5. Bake the Casserole
Place the baking dish in the preheated oven and bake for 25-30 minutes, or until the top is golden and bubbly. For an extra crispy top, turn on the broiler for the last 2-3 minutes.
6. Serve and Enjoy
Once the casserole is done, remove it from the oven and let it cool for 5 minutes before serving. Garnish with freshly chopped parsley for a burst of color and flavor. Serve it as a main dish or as a side with your favorite protein. Enjoy this satisfying, creamy vegetable bake!
Health Benefits of Tomato-Kale and Creamy Baked Broccoli
This baked dish is not only flavorful but also offers a wide range of health benefits:
- Broccoli is high in fiber, vitamin C, and antioxidants, which help boost your immune system and support heart health.
- Kale is considered a superfood, loaded with vitamins A, K, and C, as well as calcium and potassium. It's also known for its anti-inflammatory properties.
- Cherry Tomatoes are rich in lycopene, a powerful antioxidant that can help protect against certain types of cancer and improve heart health.
- Zucchini is low in calories and high in fiber, promoting good digestion and helping to maintain a healthy weight.
- Bell Peppers are packed with vitamin C and other antioxidants, essential for immune support and skin health.
By using a base of fresh vegetables, this dish offers a balanced and nutritious option for those looking to improve their diet.
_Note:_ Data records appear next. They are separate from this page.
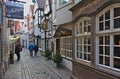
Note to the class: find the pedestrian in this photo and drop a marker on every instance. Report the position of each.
(36, 49)
(18, 49)
(31, 48)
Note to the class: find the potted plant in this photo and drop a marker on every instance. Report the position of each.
(57, 58)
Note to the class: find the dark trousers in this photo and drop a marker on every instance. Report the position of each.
(18, 56)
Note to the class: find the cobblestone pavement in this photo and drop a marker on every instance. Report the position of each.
(35, 68)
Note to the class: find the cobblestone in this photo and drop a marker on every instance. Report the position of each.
(35, 68)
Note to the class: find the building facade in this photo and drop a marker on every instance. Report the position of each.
(96, 37)
(3, 40)
(63, 33)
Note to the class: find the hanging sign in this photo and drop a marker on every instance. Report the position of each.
(14, 10)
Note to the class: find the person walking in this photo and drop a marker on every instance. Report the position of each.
(36, 49)
(31, 48)
(18, 49)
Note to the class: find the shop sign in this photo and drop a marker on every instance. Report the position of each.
(89, 5)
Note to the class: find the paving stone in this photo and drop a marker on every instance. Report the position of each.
(35, 68)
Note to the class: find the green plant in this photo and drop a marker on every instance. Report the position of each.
(57, 58)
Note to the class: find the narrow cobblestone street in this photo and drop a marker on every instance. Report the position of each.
(35, 68)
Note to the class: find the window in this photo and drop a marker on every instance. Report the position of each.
(66, 47)
(104, 50)
(104, 21)
(83, 39)
(0, 15)
(108, 41)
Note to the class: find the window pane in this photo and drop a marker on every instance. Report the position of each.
(89, 49)
(100, 59)
(85, 49)
(116, 39)
(117, 23)
(107, 15)
(85, 40)
(107, 25)
(107, 61)
(101, 18)
(80, 31)
(85, 22)
(89, 58)
(101, 40)
(101, 26)
(107, 50)
(89, 28)
(107, 40)
(116, 12)
(100, 49)
(117, 51)
(89, 40)
(117, 63)
(85, 56)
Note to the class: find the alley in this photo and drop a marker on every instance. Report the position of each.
(35, 68)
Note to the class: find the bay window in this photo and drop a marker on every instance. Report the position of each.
(108, 37)
(83, 39)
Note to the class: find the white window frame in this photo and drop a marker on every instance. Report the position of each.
(82, 35)
(111, 33)
(66, 48)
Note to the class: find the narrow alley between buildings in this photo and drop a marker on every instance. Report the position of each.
(35, 67)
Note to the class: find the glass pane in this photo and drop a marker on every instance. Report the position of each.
(117, 63)
(116, 39)
(101, 26)
(107, 50)
(107, 25)
(107, 61)
(116, 12)
(117, 23)
(85, 49)
(107, 15)
(89, 40)
(85, 22)
(100, 59)
(101, 18)
(78, 54)
(107, 40)
(89, 48)
(117, 51)
(101, 40)
(81, 55)
(100, 49)
(85, 29)
(85, 40)
(85, 56)
(89, 58)
(89, 29)
(81, 27)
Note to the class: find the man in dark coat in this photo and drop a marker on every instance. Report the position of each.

The creaminess from the sauce adds a comforting element without the need for heavy ingredients, and the optional cheese provides a delicious layer of flavor.
Tips for Customizing This Recipe
- Add Protein: This dish is versatile and can easily be transformed into a heartier meal by adding grilled chicken, shrimp, or tofu. Simply toss the protein with the sautéed vegetables before baking.
- Make It Vegan: Substitute the heavy cream with coconut cream, and use a plant-based cheese alternative or skip the cheese altogether to make this dish vegan-friendly.
- Gluten-Free Option: If you’re gluten-sensitive, use cornstarch or arrowroot powder in place of flour to thicken the sauce.
- Boost the Flavor: For an extra burst of flavor, sprinkle in a pinch of red pepper flakes, or drizzle a balsamic reduction over the finished dish for a sweet, tangy twist.
Why This Recipe Is Perfect for Meal Prep
One of the great things about this recipe is how well it keeps, making it perfect for meal prep. After baking, allow the casserole to cool completely before storing it in an airtight container. It can be refrigerated for up to 4 days or frozen for up to 3 months. When you're ready to eat, simply reheat it in the oven or microwave.
Conclusion
This Tomato-Kale and Creamy Baked Broccoli casserole is a crowd-pleasing dish that is both nutritious and comforting. It's easy to make, full of fresh ingredients, and adaptable to various dietary needs. Whether you’re looking for a light dinner, a meal-prep option, or a dish to serve at your next family gathering, this recipe will not disappoint.
Try this recipe today, and enjoy the satisfaction of a delicious, homemade meal that’s packed with flavor and nutrients!